Guriev et al. (2021) note the instrument is stronger in countries with below median GDP “because providers in these countries typically have fewer resources to protect equipment from being damaged—for instance, by using power-surge protection technology—or to repair it in case of damage.” Let’s think about where the key factor determining whether mobile technology or broadband is in a place is going to be the prevalence of lightning strikes – it is not going to be in large prosperous cities with vibrant markets and productive economies, where it will always be worth the cost of installing and protecting such infrastructure. Instead, this instrument seems like it will at best be relevant for explaining electrical infrastructure roll-out into the poorest, least dynamic, least prosperous places. This matters for what sort of LATE we can hope to identify from such an IV – it won’t be telling us the effect of mobile technology on the places where it has the highest profits or where the political pressure for installing it is the greatest – but instead will tell us impacts for much more marginal places.

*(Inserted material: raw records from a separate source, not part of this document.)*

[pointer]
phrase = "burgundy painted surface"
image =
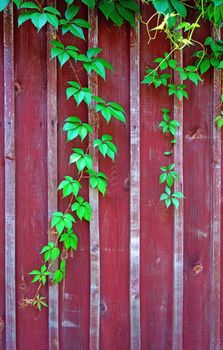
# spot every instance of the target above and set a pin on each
(2, 179)
(157, 246)
(156, 221)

So if you are going to use such an instrument, it seems important to discuss in a lot more detail where the identification is coming from, and what one could hope to learn from the LATE. Most of the papers I glanced through do not do this, although a notable exception is Guriev et al. (2021). In discussing the difference with OLS, they note the issue of what LATE identifies as “It is probable that the population of the complier regions is particularly affected by political messages on social media. This may be because the ability to get power-surge protection when needed is positively correlated with the overall level of development in the region, which, in turn, is correlated with how informed the regional population is. Therefore, one could expect the population in the complier regions to be relatively less informed, making them more receptive to new political information compared with the residents of noncomplier regions”.
Inference: finally note that lightning strike densities are unlikely to be distributed i.i.d. but instead are likely to be spatially correlated – and so standard errors which treat these as independent shocks will overstate precision. Spatial errors or a Borusyak and Hull re-centering approach might be needed to calculate correct standard errors.